After law school, Philip chose to pursue a masters degree in law overseas. Spending time in both Germany and Australia, he enjoyed a rich and cosmopolitan experience travelling, embracing a relatively familiar yet foreign language and building an entirely new circle of friends.
By 2008, it was time to come back, start the training contract and qualify as a solicitor. The financial crisis had arrived and already made a home in the UK. Being still fairly young and inexperienced, things seemed difficult and even a little challenging. The entire working world stood in sharp contrast to the bright and carefree buzz of the Continent and the sunny shores of Australia.
Slowly, it got better. The economy improved; garnering more experience, the profession also offered greater opportunity. But alongside these changing circumstances, Philip rediscovered his passion for books and creative writing. From 2015, having already cultivated his drafting skills as a solicitor, he began work on his debut novel – The Devil in Humanity.
Today, Philip still lives in the UK with a close (yet ever growing) circle of friends though he makes every effort to return North as much possible.

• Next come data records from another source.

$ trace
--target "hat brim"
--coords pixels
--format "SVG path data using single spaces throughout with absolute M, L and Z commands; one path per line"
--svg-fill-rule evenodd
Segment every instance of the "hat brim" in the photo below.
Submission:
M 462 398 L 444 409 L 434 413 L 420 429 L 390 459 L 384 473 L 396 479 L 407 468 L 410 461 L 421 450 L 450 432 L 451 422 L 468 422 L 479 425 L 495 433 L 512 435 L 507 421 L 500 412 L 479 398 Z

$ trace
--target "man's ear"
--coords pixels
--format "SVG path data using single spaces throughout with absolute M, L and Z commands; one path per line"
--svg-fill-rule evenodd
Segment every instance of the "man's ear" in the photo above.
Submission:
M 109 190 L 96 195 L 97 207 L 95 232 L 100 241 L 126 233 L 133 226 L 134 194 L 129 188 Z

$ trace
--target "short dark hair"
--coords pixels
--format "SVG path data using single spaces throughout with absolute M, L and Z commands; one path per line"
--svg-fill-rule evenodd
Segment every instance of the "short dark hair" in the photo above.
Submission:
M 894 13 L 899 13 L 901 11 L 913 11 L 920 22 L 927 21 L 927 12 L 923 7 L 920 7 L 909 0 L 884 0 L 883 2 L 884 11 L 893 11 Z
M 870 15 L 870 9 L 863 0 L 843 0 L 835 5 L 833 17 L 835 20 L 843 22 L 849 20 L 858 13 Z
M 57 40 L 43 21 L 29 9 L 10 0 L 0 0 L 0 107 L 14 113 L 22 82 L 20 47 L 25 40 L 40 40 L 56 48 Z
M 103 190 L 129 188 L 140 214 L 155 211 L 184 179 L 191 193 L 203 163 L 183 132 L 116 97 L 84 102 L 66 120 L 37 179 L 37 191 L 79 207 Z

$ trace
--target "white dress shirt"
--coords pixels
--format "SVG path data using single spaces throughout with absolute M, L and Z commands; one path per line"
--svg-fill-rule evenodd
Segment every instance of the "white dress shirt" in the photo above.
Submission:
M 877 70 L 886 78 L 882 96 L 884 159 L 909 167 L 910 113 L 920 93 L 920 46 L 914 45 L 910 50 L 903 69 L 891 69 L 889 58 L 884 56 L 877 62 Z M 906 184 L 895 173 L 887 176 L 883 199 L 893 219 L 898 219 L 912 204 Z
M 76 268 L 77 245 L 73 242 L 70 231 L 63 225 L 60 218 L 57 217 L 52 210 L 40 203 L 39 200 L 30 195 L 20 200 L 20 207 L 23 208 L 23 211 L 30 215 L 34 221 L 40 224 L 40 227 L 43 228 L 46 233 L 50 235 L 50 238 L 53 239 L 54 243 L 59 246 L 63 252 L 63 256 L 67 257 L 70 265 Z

During the day, Philip practises as a solicitor (under a different name) in London’s square-mile with some of the world’s largest financial service providers and banking groups.
In the morning, at lunchtime, at the weekend and using any other spare time he can find, Philip continues to plot and write his next book… When he is not writing or working (… or reading), he can often be found enjoying a decent glass of beer, wine or bubbles with good company.